Desde que tenía más o menos once años, siempre he querido ser Spiderman. Volar a velocidad supersónica está muy bien, claro, y coger un edificio por una esquina y levantarlo a pulso es un ejercicio ideal para reforzar tu autoestima; pero para mí, el subidón de adrenalina que debe suponer balancearse entre los rascacielos de Manhattan encadenando telarañas, no tiene comparación. Spidey ha sido desde siempre mi superhéroe favorito. Quizás porque fue al primero que leí. Quizás porque es el más humano de todos, porque a menudo la caga, porque siempre le zurran la badana, porque se pone enfermo, porque las novias se le mueren o le abandonan (bueno, ahora ya no; está felizmente casado con Mary Jane), o porque siempre anda sin un duro. Quizás es porque el traje azul y rojo que lleva es chulísimo (el traje negro no; el negro era una mierda). Quizás porque es un solitario, un contracorriente que ha rechazado sistemáticamente cualquier invitación de entrar a formar parte de un supergrupo. Quizás por esos chistes terribles que cuenta siempre en medio de las peleas. Quizás porque sus enemigos son tan patéticos como él (El Duende Verde, Misterio, Dr. Octopus, El Buitre, El Lagarto, Kraven el Cazador...menuda galería). Quizás porque, en las Secret Wars, sólo necesitó página y media para enseñarle modales a toda la Patrulla-X en pleno (la crema y nata de los mutantes, tan chulitos ellos, mordiendo el polvo ante Peter Parker, un tipo incapaz de llegar a fin de mes...).

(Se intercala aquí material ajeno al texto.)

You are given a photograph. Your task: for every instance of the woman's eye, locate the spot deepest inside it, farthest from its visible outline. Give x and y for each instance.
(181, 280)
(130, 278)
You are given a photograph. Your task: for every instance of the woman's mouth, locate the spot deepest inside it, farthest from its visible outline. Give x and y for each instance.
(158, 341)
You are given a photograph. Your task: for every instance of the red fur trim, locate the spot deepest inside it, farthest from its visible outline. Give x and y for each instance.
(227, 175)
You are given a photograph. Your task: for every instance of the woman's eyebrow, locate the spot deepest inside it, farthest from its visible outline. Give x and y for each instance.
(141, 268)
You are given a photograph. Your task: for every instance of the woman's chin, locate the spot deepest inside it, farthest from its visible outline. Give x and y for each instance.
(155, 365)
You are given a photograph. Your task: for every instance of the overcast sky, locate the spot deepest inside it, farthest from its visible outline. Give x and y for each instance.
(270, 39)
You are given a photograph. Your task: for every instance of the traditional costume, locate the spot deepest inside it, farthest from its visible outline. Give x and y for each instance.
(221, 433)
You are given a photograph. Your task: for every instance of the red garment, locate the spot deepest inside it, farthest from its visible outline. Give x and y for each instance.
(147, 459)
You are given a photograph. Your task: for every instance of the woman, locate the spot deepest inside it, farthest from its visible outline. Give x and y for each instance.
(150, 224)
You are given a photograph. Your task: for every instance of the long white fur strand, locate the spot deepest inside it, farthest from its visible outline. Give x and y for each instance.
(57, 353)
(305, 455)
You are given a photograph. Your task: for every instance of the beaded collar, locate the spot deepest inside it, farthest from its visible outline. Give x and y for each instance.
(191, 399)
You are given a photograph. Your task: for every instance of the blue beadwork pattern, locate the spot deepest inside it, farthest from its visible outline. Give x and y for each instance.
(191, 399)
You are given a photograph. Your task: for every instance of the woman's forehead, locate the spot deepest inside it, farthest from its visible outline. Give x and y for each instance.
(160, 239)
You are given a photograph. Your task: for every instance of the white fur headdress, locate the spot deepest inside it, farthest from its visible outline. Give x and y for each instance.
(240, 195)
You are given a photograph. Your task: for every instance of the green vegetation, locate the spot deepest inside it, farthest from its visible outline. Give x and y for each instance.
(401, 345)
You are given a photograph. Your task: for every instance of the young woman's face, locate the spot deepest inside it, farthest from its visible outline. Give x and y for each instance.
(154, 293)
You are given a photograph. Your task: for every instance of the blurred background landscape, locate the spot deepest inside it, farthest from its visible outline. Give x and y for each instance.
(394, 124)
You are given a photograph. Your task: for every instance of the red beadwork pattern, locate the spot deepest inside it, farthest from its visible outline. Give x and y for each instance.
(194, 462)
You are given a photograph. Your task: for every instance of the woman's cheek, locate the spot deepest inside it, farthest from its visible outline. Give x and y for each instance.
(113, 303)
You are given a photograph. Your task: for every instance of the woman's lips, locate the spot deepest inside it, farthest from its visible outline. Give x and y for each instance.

El caso es que, la otra tarde, como dice la canción de Los Planetas, volví a leer "unos tebeos de Spiderman que casi no recordaba", y alguien me volvió a decir ¿Pero que haces leyendo esa mierda? ¿No tienes nada mejor que hacer? Y efectivamente, se me ocurrió algo mejor que hacer. Escribir este artículo. Porque a mis años, queridos, ya estoy hastiado de tener que justificar constantemente mi amor por los comics, y especialmente por los comics protagonizados por justicieros ataviados con eskijamas de colores. Así pues...

 

Las 10 Grandes Mentiras Sobre los Tebeos de Superhéroes

 

Mentira nº 1: Los Tebeos de Superhéroes son Tópicos

Los tebeos de superhéroes no hacen más que adaptar y reciclar conceptos que ya se habían explorado en las novelas pulp de los años treinta, en los relatos de Sherlock Holmes de Arthur Conan Doyle (donde ya figuran la mayoría de elementos que podemos encontrar hoy en día al abrir cualquier tebeo de supers), e incluso en La Odisea de Homero (y si me apuras, en el antiguo testamento ya hay algunos pasajes que no son otra cosa que peleas entre supertipos). La historia del héroe, solitario, único, diferente e incomprendido, dotado de un don especial que a la vez es una carga y una maldición para él, siempre nos ha fascinado. Queremos ser como ellos (yo al menos, si me dieran a escoger entre reencarnarme en Bill Gates, o en un dios nórdico capaz de controlar las tormentas y que tiene un martillo de poder, lo tendría claro).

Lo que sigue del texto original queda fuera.